Twenty years ago today, Pieter Hendriks did not score South Africa’s first try of the 1995 Rugby World Cup.
He got the five points, but he never grounded the ball, pulling off a dummy that was bought by the Australians, the Welsh referee Derek Bevan and the entire rugby planet as he tried to dot down closer to the posts.
Hendriks told the story to David O’Sullivan for our book on South African sporting trivia. The 1995 Rugby World Cup was a whirl of stories, a time of tales and hope, pride and celebration. It was a “where were you when?” time. Where were you when Joel Stransky took an inside pass from Joost van der Westhuizen, who had worked an eight-nine move with Rudolf Straeuli to score the decisive try against Australia at Newlands 20 years ago today? I was at the Pirates Sports Club in Greenside, getting royally trollied. The World Cup was also a time of drinking, lots of drinking.
On Saturday night in a house in Parkhurst at the annual Absa Cape Epic wine tasting and lamb eating competition, the talk swung to Rohan Hoffmann.
The Australian referee had perverted the act of officiating in the Waratahs-Sharks Vodacom Super Rugby match to such a degree that even Phil Kearns, a New South Welshman and Australian through and through, felt obliged to offer an apology.
The Sharks, said Kearns, had been “pretty stiffed” by Hoffmann. He made, to put it gently, a mess of the laws of rugby, giving an interpretation of them that was so skewed and confused it seemed he had bought a copy of them in Japanese and churned them through Google translate before studying them.
That wasn’t the way Anfield wanted to say goodbye to Steven Gerrard.
They wanted a 40-yard screamer by the captain in the 91st minute to win his final match. They wanted one last reminder of the player who spent 17 years at the club and was at the heart of some of their greatest triumphs of a club in the post-80s era. But, perhaps, a 3-1 loss was the right result, an echo of Gerrard’s career, a player who could have won so much more, but was left wanting more at the end.
Finally, three years later, the English are beginning to get the true meaning of the classic South African slang: “Doos.” While, thanks to the influx of South Africans to the north, the use of the word has perhaps become more commonplace, the true meaning of it only hit home this week, thanks, it must be noted, to a man born in South Africa.
Andrew Strauss, born in Joburg, shut the lid on the Pandora’s box (to use the literal translation of “doos”) that is Kevin Pietersen, born in Maritzburg. There are, said Strauss, now director of cricket at the England Cricket Board, “massive trust issues” between the ECB and Pietersen. Confusingly, they trusted Pietersen enough to offer him a consultancy role. Perhaps Strauss meant “consultant” in the South African parastatal-government context, where you pay someone a lot of money to pretend they are employed by you without them actually getting involved.

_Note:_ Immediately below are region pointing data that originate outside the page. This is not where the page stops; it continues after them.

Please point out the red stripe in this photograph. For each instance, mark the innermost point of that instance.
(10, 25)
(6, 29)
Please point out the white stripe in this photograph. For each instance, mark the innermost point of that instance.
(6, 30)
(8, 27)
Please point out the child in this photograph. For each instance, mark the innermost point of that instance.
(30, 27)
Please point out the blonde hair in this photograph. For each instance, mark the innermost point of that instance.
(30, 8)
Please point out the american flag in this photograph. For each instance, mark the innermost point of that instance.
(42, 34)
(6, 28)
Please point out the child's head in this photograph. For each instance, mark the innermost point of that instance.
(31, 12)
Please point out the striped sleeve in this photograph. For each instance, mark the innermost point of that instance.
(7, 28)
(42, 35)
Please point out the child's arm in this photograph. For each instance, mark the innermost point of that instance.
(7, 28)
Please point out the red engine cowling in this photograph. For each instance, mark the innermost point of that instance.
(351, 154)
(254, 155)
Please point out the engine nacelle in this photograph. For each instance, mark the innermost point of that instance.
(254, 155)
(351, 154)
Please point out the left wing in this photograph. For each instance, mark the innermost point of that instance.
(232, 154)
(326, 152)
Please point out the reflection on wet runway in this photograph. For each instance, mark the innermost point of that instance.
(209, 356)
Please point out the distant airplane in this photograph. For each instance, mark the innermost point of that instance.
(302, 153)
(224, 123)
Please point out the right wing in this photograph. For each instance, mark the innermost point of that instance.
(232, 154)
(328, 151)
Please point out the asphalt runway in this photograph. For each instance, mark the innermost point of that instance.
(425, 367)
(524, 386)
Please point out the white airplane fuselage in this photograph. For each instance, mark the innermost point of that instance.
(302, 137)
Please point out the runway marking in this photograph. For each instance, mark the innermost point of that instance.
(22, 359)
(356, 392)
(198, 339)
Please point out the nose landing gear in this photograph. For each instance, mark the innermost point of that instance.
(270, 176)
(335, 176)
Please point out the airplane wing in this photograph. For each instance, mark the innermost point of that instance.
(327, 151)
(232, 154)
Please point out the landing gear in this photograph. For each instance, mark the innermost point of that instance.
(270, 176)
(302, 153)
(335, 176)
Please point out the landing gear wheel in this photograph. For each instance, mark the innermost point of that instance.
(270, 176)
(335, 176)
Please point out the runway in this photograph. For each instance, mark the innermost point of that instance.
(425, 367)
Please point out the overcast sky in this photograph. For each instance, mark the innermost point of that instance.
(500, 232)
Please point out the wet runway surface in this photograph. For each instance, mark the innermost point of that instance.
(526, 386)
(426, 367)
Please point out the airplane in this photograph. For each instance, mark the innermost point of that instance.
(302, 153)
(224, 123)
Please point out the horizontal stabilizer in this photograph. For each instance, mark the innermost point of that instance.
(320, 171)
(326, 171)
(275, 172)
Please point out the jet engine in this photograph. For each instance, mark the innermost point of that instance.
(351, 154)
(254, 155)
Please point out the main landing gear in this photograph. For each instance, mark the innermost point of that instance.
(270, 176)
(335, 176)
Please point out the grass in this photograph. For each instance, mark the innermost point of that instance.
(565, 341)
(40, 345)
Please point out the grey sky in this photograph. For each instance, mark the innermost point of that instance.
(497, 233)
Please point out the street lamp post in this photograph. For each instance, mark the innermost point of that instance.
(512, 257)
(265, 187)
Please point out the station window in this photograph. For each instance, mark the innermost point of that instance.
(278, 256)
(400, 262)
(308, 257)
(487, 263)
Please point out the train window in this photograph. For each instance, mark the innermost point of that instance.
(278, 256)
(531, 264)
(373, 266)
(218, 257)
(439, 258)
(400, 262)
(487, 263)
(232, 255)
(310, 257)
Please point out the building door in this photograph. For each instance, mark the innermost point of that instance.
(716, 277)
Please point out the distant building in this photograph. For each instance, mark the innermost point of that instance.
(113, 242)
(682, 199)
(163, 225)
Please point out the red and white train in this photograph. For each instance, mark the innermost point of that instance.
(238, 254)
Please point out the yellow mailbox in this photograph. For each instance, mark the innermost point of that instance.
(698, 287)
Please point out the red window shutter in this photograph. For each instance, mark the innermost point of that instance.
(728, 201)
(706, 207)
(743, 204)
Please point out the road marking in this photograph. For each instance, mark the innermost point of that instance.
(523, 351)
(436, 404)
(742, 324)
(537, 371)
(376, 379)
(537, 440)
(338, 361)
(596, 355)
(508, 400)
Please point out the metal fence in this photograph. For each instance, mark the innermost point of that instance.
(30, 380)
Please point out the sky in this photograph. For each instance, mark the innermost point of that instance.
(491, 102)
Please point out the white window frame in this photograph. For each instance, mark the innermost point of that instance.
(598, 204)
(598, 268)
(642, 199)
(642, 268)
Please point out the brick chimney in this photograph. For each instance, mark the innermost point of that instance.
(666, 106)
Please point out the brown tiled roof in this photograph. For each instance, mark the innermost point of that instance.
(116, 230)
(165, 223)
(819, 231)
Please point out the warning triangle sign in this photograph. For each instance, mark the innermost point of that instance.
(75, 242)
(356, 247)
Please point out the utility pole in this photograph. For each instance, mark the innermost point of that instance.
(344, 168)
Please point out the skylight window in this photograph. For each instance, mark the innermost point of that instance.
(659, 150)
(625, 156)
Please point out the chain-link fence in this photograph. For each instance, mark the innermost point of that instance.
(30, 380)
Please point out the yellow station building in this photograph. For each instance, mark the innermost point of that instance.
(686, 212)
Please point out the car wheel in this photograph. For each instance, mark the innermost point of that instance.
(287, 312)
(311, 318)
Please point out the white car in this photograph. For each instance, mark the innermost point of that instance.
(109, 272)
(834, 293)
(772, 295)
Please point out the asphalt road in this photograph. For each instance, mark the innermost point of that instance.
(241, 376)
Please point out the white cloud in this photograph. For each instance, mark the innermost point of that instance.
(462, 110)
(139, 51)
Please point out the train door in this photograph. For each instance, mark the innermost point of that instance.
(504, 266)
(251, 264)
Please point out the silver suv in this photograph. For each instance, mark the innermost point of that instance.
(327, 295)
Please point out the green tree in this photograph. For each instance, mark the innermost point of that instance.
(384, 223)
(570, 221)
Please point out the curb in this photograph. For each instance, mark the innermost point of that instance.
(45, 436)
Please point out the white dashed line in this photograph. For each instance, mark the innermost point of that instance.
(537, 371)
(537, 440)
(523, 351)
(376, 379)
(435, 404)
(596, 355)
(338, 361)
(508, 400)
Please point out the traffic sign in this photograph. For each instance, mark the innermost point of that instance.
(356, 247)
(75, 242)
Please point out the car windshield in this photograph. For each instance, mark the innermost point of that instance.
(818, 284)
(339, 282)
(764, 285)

Strauss was caught using the c-word in reference to Pietersen during a break in play during a Test last year. It wasn’t picked up in England, but, thankfully, it was heard by sharp-eared viewers in Australia. Some would suggest that if the South African in Strauss had come out, he would have called Pietersen a “doos”, which is another, much ruder, meaning of the word.
Kevin Evans still owes me R50. Kevin Evans announced his retirement from professional cycling last week, but he still owes me money. He took a R100 bet with his then teammate that I would finish the 2012 Absa Cape Epic. His teammate said I wouldn’t and I did. I reckon I am due at least half of that R100. It’s been three years and he still hasn’t coughed up.

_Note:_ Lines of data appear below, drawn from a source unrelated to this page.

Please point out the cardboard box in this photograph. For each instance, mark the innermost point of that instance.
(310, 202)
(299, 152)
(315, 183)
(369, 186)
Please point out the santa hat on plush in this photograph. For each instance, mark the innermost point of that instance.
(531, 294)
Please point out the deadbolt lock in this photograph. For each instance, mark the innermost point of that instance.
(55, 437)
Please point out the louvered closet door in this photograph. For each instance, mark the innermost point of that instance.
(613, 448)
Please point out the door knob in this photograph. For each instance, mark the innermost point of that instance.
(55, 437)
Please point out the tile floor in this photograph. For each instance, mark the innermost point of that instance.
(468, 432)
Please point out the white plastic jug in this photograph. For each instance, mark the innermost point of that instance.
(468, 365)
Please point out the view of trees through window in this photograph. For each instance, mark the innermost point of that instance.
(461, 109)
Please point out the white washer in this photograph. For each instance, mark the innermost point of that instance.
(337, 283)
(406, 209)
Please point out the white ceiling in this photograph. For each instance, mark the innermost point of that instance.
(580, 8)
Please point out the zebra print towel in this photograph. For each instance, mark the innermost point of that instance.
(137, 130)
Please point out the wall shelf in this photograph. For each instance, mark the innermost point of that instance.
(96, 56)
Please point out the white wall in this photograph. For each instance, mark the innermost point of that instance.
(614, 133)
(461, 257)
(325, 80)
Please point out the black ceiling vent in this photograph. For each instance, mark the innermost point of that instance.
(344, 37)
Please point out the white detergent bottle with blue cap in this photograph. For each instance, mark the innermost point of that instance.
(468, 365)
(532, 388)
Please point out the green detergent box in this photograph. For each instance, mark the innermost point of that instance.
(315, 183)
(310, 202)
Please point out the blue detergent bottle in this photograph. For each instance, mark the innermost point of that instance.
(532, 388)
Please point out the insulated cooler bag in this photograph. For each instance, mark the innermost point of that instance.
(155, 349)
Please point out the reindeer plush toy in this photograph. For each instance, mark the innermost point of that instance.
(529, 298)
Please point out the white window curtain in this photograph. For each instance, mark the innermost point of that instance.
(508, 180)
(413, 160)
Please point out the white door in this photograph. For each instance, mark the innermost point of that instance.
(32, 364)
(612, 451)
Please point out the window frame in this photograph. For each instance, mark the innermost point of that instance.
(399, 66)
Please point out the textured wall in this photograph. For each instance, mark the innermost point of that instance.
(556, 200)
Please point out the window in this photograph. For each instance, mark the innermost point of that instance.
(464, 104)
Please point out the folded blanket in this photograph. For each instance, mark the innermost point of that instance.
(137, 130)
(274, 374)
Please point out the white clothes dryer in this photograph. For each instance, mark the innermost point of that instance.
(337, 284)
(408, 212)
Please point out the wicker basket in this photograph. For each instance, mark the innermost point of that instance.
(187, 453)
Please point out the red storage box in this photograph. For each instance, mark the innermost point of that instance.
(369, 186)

Evans will officially end his 12-year professional career in September, just after the Karoo2Coast marathon race, which is conveniently close to his home in Plett. From there, he will invest much more time in running his bike shop in Plett, which is called, The Bike Shop. I reckon if Evans had been independently wealthy or had a rich backer with no need for publicity, he would have loved to have ridden for a team called, The Bike Racing Team. Evans has always done things the uncomplicated way, although his has been a career less ordinary. Train hard, race hard and never forget to enjoy a beer.

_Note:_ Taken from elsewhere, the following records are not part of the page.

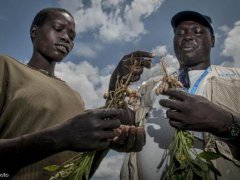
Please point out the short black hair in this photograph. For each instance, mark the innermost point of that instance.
(194, 16)
(43, 14)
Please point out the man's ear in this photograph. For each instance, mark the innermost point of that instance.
(33, 31)
(213, 40)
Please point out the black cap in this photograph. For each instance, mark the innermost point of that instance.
(192, 16)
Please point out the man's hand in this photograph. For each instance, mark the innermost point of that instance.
(132, 139)
(90, 130)
(122, 69)
(193, 112)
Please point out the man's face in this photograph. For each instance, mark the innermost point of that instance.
(54, 39)
(192, 43)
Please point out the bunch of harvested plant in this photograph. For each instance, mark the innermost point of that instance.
(79, 167)
(183, 161)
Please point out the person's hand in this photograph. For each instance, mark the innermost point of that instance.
(122, 69)
(193, 112)
(131, 139)
(90, 130)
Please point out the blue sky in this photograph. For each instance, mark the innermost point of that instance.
(108, 29)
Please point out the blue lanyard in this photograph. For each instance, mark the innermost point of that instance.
(195, 86)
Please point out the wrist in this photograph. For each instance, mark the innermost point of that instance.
(232, 130)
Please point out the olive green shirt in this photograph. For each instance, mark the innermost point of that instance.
(30, 101)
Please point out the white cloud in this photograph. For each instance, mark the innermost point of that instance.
(112, 20)
(160, 51)
(224, 28)
(232, 45)
(92, 83)
(85, 50)
(86, 79)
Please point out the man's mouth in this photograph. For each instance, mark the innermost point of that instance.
(188, 47)
(63, 48)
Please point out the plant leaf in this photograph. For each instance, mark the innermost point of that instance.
(51, 168)
(209, 155)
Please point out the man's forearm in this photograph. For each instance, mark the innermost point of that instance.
(24, 150)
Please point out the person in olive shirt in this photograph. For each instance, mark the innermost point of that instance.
(42, 120)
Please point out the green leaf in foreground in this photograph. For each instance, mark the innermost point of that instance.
(209, 155)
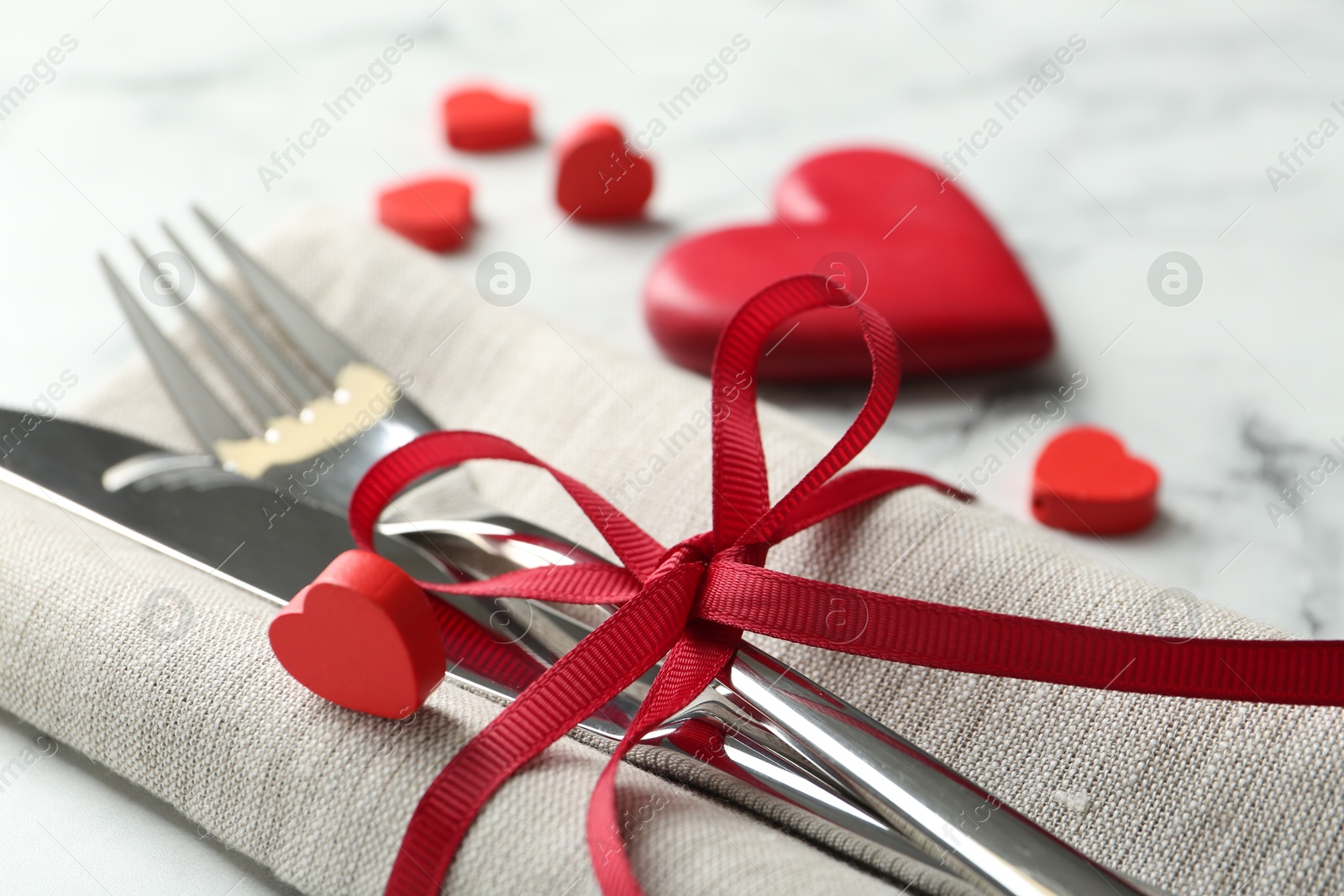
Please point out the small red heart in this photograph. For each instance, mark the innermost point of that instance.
(891, 231)
(362, 636)
(1086, 483)
(598, 176)
(434, 214)
(480, 120)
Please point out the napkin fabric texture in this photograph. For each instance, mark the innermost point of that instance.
(165, 674)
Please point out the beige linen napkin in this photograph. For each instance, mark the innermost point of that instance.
(1198, 797)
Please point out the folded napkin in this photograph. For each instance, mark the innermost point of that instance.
(1189, 795)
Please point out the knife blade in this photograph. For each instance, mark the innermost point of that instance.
(228, 527)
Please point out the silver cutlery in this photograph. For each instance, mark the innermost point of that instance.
(218, 526)
(866, 778)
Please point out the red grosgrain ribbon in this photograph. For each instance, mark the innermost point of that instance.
(689, 606)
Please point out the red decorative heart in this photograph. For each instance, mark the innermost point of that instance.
(434, 212)
(480, 120)
(598, 176)
(882, 226)
(1088, 483)
(362, 636)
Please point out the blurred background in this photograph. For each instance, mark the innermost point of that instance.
(1163, 134)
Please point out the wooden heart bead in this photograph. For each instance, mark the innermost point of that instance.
(362, 636)
(1088, 483)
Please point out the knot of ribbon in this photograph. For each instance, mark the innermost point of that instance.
(690, 605)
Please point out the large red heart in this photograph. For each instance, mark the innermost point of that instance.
(1088, 483)
(362, 636)
(598, 177)
(480, 120)
(887, 228)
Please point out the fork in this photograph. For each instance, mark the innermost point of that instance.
(804, 746)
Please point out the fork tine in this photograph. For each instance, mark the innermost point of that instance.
(291, 382)
(327, 354)
(206, 417)
(255, 399)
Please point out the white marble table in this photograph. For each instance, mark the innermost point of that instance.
(1156, 139)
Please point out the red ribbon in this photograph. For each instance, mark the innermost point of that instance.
(690, 605)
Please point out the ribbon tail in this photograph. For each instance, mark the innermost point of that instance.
(689, 669)
(577, 584)
(617, 653)
(961, 640)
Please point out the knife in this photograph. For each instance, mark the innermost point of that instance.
(225, 526)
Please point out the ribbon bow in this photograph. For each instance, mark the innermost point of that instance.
(690, 605)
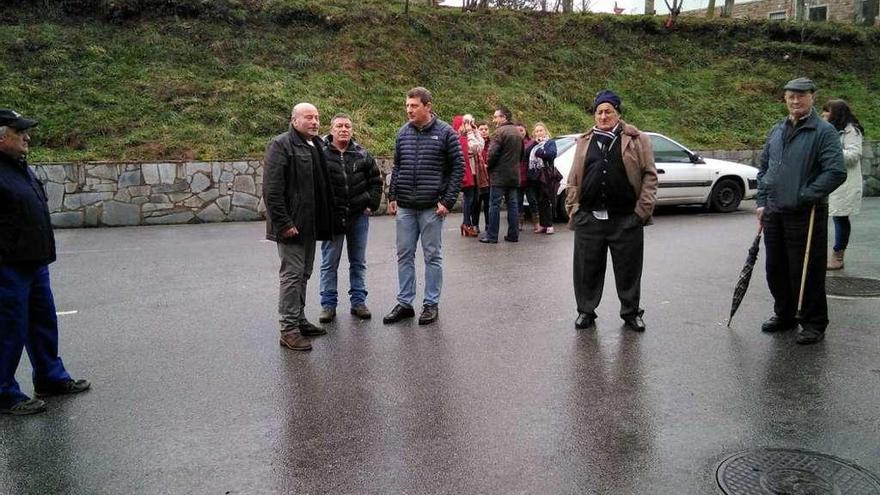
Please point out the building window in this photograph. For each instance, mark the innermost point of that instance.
(819, 13)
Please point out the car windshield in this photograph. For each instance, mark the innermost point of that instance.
(563, 143)
(668, 152)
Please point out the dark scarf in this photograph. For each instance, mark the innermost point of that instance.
(605, 139)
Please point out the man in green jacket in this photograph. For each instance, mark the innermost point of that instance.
(801, 164)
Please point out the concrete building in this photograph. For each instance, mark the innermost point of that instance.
(845, 11)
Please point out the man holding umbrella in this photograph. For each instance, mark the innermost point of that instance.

A short run-down on his achievements, which come courtesy of the official press release to announce his impending retirement: “He became a professional cyclist later than most, joining the paid ranks at the age of 24. While he’s primarily been a mountain bike racer, Evans has also excelled on the road. In 2008 he finished fifth at the Tour of Egypt, ninth at the Tour of Ireland and 19th at the Tour of Britain.